Michael Edelberg, co-founder of the cybersecurity firm Viable Operations/Bespoke Digital Solutions, tells Money that employers might monitor workers for the sake of the company’s own security. In other words, employers might do it to be sure your online activity isn’t inadvertently giving hackers an opening to exploit.

“There could be some intellectual property issues and other confidential information that the company wants to control,” Edelberg says.

Companies might also monitor employees believed to be underperforming or using work hours inappropriately. In such cases, monitoring provides insight into an employee’s behavior, the nonprofit Privacy Rights Clearinghouse notes.

Yet another reason for monitoring employees is out of concern over “the increasing role that electronic evidence plays in lawsuits and government agency investigations,” the clearinghouse says.

What (little) you can do about employer monitoring

As much as it might feel like an invasion of privacy, most company monitoring of employees is legal — and “a majority” of companies do it, according to the clearinghouse. The nonprofit continues:

“Almost everything you do on your office computer can be monitored. Such monitoring is virtually unregulated. Therefore, unless company policy specifically states otherwise (and even this is not assured), your employer may listen, watch and read most of your workplace communications. Courts often have found that when employees are using an employer’s equipment, their expectation of privacy is limited.”

So, there’s little you can do to stop your employer from watching your every online move.

You can try to educate yourself about an employer’s applicable policies and practices, though. Edelberg told Money he suggests reading the manual you probably received after you were hired.

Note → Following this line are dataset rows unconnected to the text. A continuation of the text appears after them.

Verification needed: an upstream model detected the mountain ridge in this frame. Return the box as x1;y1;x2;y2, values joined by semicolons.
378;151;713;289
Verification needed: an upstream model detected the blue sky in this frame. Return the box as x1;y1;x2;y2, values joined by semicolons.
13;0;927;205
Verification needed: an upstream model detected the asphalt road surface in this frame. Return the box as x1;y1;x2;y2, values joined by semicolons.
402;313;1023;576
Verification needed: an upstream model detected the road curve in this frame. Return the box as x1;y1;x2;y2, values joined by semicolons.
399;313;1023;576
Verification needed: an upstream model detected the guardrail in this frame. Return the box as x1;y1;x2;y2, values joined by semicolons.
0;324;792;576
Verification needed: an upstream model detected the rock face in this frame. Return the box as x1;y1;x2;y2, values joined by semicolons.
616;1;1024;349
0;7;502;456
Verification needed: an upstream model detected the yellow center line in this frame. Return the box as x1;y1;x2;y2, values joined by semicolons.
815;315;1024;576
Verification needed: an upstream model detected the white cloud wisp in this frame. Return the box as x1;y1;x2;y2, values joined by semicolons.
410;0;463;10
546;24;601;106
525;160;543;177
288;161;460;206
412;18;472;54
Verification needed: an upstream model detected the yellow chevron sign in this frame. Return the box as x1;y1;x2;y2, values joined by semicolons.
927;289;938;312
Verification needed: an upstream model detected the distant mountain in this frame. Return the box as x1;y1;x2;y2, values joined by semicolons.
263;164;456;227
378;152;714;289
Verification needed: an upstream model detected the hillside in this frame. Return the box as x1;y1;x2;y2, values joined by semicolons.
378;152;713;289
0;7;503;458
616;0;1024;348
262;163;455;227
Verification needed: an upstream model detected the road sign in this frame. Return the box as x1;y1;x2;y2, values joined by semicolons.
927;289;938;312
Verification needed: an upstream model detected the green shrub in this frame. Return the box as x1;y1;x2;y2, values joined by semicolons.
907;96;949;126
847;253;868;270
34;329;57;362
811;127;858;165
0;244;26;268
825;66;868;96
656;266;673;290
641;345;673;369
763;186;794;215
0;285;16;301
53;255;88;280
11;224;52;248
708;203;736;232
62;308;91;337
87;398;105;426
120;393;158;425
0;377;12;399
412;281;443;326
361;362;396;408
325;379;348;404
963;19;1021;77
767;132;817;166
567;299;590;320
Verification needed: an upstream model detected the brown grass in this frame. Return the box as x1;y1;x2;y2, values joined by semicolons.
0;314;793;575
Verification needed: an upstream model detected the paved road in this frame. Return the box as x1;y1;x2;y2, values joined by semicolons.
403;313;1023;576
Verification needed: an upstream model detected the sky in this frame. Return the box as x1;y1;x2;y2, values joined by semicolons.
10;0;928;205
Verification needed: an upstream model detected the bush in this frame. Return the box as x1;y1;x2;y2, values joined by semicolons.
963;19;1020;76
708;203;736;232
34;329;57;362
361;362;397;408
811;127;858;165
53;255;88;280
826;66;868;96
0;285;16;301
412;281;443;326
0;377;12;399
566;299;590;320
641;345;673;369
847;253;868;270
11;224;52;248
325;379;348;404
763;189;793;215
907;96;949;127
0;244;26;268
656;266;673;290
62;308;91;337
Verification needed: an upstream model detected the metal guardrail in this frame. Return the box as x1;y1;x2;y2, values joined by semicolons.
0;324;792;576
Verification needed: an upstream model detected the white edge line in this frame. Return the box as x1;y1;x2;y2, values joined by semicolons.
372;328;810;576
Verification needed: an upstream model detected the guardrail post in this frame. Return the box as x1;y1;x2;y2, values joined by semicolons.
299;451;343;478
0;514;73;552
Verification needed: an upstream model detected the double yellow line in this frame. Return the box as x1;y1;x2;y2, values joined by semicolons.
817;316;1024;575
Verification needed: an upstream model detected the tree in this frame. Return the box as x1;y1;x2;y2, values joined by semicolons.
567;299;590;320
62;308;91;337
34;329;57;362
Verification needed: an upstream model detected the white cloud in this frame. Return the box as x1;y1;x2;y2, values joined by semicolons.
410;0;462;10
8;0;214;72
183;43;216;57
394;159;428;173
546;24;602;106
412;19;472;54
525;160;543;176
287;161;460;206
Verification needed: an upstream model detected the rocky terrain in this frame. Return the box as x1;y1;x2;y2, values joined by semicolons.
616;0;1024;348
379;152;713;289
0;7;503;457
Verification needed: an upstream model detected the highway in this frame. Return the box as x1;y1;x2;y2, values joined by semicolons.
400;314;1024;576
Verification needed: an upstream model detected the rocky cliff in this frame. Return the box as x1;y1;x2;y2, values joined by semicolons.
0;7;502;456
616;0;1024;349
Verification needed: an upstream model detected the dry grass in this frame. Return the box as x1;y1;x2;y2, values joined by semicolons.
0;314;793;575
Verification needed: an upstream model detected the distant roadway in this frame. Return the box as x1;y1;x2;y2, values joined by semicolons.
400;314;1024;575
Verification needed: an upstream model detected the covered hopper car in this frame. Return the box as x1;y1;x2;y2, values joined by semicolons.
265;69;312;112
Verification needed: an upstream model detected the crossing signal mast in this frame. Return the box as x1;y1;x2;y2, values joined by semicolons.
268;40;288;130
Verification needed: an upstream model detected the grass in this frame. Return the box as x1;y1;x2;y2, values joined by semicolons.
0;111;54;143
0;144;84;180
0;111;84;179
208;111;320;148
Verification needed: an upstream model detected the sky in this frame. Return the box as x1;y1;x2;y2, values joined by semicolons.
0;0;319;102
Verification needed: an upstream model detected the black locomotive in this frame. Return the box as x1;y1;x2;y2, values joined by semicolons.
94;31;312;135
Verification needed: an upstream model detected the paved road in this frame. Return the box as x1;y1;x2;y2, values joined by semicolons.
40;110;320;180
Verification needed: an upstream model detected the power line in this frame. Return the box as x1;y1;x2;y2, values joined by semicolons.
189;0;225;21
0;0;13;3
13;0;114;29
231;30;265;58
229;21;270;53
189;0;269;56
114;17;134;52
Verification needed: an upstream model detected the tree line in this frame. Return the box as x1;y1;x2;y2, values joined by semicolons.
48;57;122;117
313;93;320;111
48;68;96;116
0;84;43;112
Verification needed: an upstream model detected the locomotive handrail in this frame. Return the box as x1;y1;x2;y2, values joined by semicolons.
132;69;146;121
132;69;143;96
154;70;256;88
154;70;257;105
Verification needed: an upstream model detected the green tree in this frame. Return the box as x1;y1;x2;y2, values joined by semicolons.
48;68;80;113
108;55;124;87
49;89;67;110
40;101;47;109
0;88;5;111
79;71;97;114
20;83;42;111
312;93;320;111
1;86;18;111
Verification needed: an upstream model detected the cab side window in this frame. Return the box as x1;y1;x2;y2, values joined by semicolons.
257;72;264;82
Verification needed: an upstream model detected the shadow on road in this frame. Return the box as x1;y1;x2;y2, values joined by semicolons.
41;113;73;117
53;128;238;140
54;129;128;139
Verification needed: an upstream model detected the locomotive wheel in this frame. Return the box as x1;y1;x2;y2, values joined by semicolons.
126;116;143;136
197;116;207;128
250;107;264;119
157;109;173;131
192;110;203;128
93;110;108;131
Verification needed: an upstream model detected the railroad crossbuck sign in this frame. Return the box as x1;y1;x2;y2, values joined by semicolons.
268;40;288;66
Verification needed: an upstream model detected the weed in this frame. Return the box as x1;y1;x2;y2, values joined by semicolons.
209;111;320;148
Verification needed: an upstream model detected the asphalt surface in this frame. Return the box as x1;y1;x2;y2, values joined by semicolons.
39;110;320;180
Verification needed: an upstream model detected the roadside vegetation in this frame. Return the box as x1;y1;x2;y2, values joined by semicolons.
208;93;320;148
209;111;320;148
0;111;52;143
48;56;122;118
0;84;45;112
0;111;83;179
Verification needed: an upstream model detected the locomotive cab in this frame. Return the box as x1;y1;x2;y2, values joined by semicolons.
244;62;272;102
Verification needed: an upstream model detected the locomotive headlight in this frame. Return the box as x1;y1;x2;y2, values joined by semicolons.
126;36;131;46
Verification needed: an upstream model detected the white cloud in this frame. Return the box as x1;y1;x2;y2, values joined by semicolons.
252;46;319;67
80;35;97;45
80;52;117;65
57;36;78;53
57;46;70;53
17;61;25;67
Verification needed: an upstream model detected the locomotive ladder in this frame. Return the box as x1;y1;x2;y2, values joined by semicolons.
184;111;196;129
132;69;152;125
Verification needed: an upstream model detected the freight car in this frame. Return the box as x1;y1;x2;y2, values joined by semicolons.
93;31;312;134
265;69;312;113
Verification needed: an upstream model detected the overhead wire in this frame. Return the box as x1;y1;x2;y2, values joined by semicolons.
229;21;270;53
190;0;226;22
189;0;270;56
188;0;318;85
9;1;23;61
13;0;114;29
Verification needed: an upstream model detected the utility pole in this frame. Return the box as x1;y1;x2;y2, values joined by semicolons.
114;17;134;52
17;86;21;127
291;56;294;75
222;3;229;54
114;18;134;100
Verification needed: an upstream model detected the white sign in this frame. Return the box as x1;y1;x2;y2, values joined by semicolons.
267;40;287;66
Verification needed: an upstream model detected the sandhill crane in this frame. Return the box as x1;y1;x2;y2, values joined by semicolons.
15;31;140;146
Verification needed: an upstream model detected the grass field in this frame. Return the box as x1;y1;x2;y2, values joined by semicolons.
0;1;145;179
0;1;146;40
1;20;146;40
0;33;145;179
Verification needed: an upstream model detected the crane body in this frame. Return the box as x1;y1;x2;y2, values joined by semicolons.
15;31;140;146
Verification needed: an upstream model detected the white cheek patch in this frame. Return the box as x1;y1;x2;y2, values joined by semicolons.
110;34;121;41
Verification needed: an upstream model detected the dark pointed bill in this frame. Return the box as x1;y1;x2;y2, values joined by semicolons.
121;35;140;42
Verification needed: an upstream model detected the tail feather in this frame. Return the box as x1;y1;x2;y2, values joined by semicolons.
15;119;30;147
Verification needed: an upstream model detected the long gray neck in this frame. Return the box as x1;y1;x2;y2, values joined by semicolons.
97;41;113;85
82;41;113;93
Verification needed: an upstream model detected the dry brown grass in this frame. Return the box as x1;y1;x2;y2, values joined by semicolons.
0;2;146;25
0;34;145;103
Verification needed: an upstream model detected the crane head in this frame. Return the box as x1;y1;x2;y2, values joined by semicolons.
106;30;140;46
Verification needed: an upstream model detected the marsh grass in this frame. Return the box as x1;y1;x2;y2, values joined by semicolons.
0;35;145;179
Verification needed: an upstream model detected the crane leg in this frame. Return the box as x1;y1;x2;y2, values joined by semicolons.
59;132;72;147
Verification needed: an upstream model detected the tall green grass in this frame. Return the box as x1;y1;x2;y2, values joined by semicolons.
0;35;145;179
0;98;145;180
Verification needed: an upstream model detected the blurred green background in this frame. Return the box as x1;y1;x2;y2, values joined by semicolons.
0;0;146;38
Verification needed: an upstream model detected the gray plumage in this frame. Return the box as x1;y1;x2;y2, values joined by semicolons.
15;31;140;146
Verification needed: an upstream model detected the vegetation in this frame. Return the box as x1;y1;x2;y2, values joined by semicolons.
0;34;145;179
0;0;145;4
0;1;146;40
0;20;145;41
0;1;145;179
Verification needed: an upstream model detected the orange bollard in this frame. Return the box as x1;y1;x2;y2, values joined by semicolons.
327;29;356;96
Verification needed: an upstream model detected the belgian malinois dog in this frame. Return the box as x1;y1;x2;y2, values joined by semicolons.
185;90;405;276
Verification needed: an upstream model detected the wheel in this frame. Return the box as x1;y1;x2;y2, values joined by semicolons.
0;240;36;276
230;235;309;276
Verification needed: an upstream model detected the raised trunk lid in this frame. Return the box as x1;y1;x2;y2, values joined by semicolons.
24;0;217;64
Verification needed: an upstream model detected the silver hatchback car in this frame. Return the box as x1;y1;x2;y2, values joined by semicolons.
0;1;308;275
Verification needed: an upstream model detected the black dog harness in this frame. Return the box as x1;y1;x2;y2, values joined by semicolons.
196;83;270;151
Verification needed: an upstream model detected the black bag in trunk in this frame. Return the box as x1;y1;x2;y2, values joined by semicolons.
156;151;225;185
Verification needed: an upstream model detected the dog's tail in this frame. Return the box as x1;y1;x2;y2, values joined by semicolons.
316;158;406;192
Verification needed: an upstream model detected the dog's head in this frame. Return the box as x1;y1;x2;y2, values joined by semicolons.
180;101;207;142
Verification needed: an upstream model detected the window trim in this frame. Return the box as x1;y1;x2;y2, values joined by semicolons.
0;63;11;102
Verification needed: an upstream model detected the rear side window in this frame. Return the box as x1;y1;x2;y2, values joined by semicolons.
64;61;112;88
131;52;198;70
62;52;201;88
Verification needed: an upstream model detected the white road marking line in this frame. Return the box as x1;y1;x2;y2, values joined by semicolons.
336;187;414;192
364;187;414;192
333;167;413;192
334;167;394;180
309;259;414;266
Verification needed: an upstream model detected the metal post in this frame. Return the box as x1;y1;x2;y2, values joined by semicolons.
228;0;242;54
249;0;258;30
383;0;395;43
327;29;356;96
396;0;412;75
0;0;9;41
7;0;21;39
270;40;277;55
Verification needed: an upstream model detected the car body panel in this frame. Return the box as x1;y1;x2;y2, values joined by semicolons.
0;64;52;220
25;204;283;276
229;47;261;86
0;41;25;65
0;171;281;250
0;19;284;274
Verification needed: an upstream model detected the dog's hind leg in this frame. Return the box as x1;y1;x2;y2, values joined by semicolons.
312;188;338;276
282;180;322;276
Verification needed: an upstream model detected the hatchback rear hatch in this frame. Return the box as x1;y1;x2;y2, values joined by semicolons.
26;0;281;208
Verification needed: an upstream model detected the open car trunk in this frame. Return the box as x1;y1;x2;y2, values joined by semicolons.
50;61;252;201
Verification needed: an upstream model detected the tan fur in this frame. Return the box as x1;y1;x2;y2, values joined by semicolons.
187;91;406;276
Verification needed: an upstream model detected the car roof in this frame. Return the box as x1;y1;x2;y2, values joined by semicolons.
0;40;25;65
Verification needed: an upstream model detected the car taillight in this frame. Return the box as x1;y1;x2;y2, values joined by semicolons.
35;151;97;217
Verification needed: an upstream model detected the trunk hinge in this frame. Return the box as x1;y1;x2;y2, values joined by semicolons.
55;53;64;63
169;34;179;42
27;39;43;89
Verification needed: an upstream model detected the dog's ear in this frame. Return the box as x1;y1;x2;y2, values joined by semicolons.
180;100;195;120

Beyond that, be mindful of what you do on company computers, phones and other devices and what you do on company networks. Perhaps the only way to be sure your employer doesn’t know about a particular online activity is to avoid doing it while on a company device or network. Better yet, don’t do it while on the clock.

For example, if you must send a personal email while at work, use your own smartphone. You would have to first disable Wi-Fi network access, though, to be sure you’re not transmitting personal info over the company network. Of course, that means you will be using up data, so consider your cell plan.